Although search volumes don’t directly translate to sales, they indicate growing interest in homes with multiple self‑contained living spaces. This interest may be underpinned by several factors.
The first is the ability for additional self-contained spaces, like granny flats, to produce additional rental income. With interest rates expected to rise further and monthly repayments hovering at historical highs, properties with these features may be more attractive as they have the potential to offset these rising homeownership costs. Despite the upfront cost of these homes typically being higher, the added flexibility and potential financial benefits may outweigh this for some buyers.

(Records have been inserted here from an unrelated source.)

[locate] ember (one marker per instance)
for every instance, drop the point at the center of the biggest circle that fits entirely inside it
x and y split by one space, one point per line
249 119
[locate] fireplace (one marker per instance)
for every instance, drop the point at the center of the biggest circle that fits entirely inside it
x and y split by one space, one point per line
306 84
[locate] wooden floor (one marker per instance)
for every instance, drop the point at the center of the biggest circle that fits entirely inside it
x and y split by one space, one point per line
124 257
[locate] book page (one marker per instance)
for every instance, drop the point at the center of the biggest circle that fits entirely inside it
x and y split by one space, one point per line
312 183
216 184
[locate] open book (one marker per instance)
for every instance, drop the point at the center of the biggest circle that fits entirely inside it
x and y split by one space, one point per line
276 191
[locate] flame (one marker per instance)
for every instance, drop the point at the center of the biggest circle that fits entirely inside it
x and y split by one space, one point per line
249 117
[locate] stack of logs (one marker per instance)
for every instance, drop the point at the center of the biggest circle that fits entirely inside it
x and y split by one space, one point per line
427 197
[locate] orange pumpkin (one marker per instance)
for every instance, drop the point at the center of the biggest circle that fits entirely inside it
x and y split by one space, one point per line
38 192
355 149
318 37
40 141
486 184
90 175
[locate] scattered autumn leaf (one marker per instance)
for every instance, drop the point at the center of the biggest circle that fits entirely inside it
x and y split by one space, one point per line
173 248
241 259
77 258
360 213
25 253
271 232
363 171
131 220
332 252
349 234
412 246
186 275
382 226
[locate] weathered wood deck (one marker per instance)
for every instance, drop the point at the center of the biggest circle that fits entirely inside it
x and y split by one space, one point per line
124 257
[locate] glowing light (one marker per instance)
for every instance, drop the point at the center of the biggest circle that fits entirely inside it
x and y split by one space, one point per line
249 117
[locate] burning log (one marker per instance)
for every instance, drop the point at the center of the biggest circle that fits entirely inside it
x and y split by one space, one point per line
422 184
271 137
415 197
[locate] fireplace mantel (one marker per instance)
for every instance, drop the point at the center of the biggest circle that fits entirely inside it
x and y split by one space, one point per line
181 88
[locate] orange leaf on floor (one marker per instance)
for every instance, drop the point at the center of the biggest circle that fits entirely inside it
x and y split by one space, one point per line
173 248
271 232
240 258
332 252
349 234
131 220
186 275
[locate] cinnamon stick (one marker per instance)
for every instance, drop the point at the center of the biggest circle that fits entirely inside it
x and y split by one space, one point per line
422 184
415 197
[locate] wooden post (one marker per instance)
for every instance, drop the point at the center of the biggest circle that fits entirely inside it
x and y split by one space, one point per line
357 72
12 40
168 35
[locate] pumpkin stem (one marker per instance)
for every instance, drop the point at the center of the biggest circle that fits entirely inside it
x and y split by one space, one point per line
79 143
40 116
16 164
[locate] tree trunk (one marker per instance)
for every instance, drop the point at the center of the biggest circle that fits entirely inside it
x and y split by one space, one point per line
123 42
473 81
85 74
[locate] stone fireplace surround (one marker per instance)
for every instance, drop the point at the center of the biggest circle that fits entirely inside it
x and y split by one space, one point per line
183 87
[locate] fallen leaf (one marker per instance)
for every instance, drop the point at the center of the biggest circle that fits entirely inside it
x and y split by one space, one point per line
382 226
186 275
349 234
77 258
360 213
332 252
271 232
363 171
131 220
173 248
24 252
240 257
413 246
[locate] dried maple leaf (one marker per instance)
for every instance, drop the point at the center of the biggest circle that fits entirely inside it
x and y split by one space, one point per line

Another factor could be the rise in the co-ownership of homes and greater consideration of multi-generational living, likely driven by affordability pressures. According to NAB home lending data there has been a 33% increase in family or friends joint-purchasing homes nationally. Homes with dual-living arrangements are well-suited for these scenarios as they allow for clearer separation of use and costs while also preserving flexibility around how the property is occupied.
Housing affordability pressures may be influencing the types of homes buyers search for, but they have also had an impact household formation and living arrangements.
Household sizes have remained fairly stable since the early 2000s
While household sizes have declined over the past century, they have remained relatively stable since the early 2000s. After falling sharply from 3.1 to 2.6 people per household between 1976 and 2001, average household size has edged down only marginally over the past 24 years, to around 2.5.
This stabilisation can be attributed to many potential factors, including broader demographic trends such as population ageing, a rise in multi-generational households and delayed household transitions.
The latter two are likely to be driven by the under supply of new housing and limited rental availability which has driven up costs of renting. However, the decline in housing affordability for buyers has been particularly influential, especially among younger people who tend to have lower incomes and fewer savings.
Research from Australian Institute of Family Studies (AIFS) shows that there has been an increase in the number of young adults living with their parents. Among those aged 20–24, 51% of men and 43% of women lived with their parents in 2021, up from 46% and 36% respectively in 2006. There was also an increased share of people aged between 15-19 and 25-29 years living with their parents over the same period.
How will housing preferences and structures evolve?
With financial markets predicting further interest rate hikes this year, following strong inflation from geopolitical conflicts, we expect demand for housing to soften and home prices to decline slightly as a result.
Recent policy changes on negative gearing and CGT may also contribute to this decline with Treasury estimates forecasting that price growth will slow by 2% over two years.
2026's Budget could weigh on the housing sector, with a shakeup in capital gains tax and negative gearing shifting sentiment. Picture: Hilary Wardhaugh/Getty Images
Despite the anticipated easing in home prices, housing affordability is still near record lows. This is likely to continue, given declines in borrowing capacity and housing supply remaining below government targets set for 2030.
While housing affordability pressures will shift buyer preference toward lower and middle segments of the market, we expect interest in homes that offer multi-living to increase further as people seek out options to offset the impending growth in mortgage costs, including co-ownership or multi-generational living.
The ABS projects that population ageing will continue which could increase the instances of adult children living with ageing parents and care-related co-residence. In addition, longer timeframes required to save for a deposit are expected to contribute to a further rise in the share of young adults living with their parents. Together, these trends are likely to reinforce the stabilisation of or even increase the average household size in the long-term.